On people telling her to have kids: Go fuck yourself. Let me live my life. I maintain that one out of 5,000 people should have a child. To me, that would be statistically more sane. It’s not that I’m inherently averse to children, although maybe I am. I admire greatly all my friends who have kids. But one of the great reliefs about turning 40 is people start backing off.
On Aging: I’m keenly aware that I’m getting older. I’m very into it. I’m much happier on this side. I would say the underlying anxiety I experienced around turning 40 is just looming mortality. It’s emboldening me to really do the things I want to do before it’s too late.
On her mother: Chloë happens to be the coolest person in the world—my mother was not. She was a messy person. It was a very meta trip, to be filming the show with Chloë, looking around our stomping grounds, but now all the trailers and signs were for the show I created. And being in the editing room with the footage and watching her with a young version of me was almost a way to forgive my mother.
On the continuation of Russian Doll: There’s so much in that show that’s deeply autobiographical.
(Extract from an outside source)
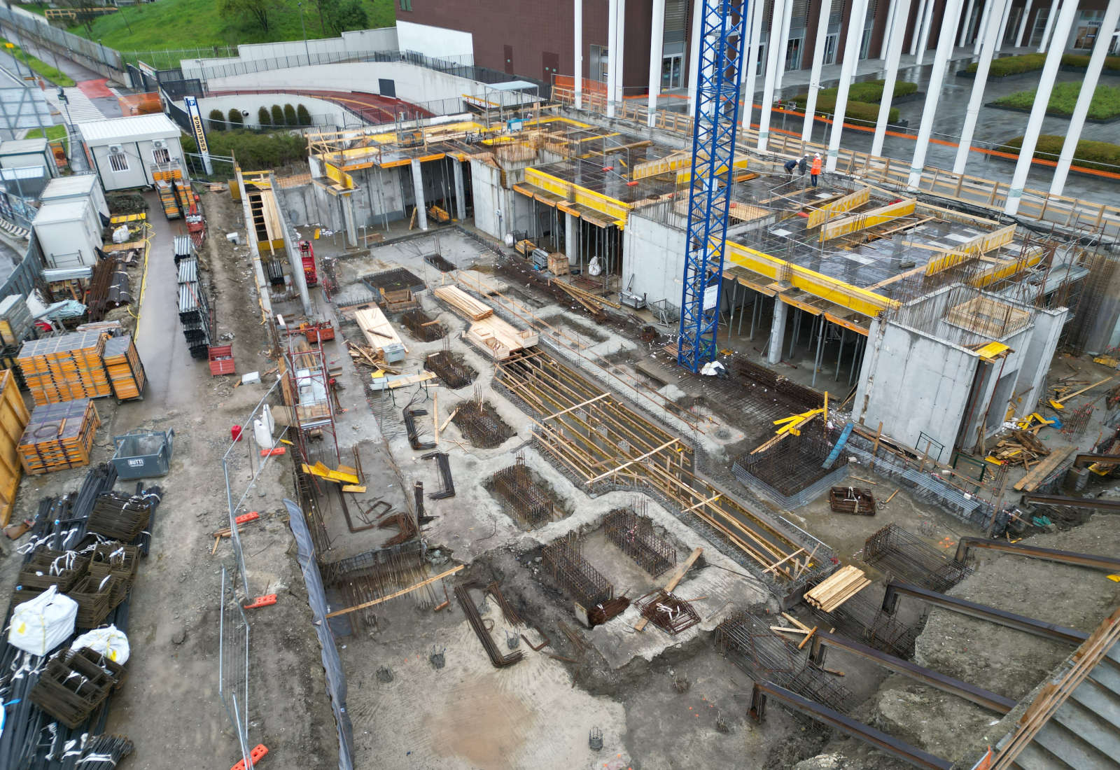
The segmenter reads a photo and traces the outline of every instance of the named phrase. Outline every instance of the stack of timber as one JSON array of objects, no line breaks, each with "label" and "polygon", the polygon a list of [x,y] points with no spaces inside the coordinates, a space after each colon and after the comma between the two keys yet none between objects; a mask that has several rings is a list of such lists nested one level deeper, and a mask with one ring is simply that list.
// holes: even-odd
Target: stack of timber
[{"label": "stack of timber", "polygon": [[19,440],[19,461],[31,476],[87,466],[100,426],[101,417],[88,398],[36,406]]},{"label": "stack of timber", "polygon": [[0,526],[8,525],[16,505],[16,489],[22,473],[17,448],[29,420],[16,373],[4,369],[0,373]]},{"label": "stack of timber", "polygon": [[805,601],[823,612],[832,612],[870,584],[862,570],[849,564],[806,591]]},{"label": "stack of timber", "polygon": [[35,403],[108,396],[112,387],[101,360],[106,339],[100,331],[74,331],[24,342],[17,360]]},{"label": "stack of timber", "polygon": [[520,330],[506,323],[494,314],[493,308],[458,287],[440,287],[433,293],[468,320],[474,321],[467,327],[467,339],[497,360],[505,360],[519,350],[531,348],[540,341],[540,335],[535,331]]},{"label": "stack of timber", "polygon": [[105,342],[105,350],[101,354],[101,360],[109,370],[109,382],[118,401],[143,397],[141,394],[147,378],[132,335],[109,339]]}]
So it’s very funny to me that people think that’s the whole story.
On holding other women up: The older I get, the more I feel protective over young people—particularly outsider women. I want to tell them there’s not only space for their underlying otherness, but also that, sometimes, what we experience as lows and rejections are because that’s not actually the best outcome. If I’m not this broken person, then I’m suddenly freed up to be much more available to the world.
I like all of what she said here. As you know, I was one of those people who thought a second season of Russian Doll would ruin it but her comments take most of that worry away. The first season was so well done, I should trust the creators when the say the story isn’t finished. And she nailed it with her comments about becoming protective of younger women. That’s so true, isn’t it? The media would have us believe that all women over 35 resent younger women for their youth, but I’ve never felt that. My first reaction is usually to jump in and defend a young woman rather than join in a pile up.
As for her thoughts on kids, again, I agree. Maybe not the 1 in 5,000 part, (although she might be right about the statistics) but about the go eff yourself to those insisting people have kids. I’ve never understood the argument that a person will regret not having kids later in life – how would anyone other than the person deciding possibly know that? If someone says they definitely want kids, they get universally supported. But if a woman says they definitely do not want kids people tell them they’re wrong or making a mistake. After everything Natasha has been through, I really think she knows what she wants from life.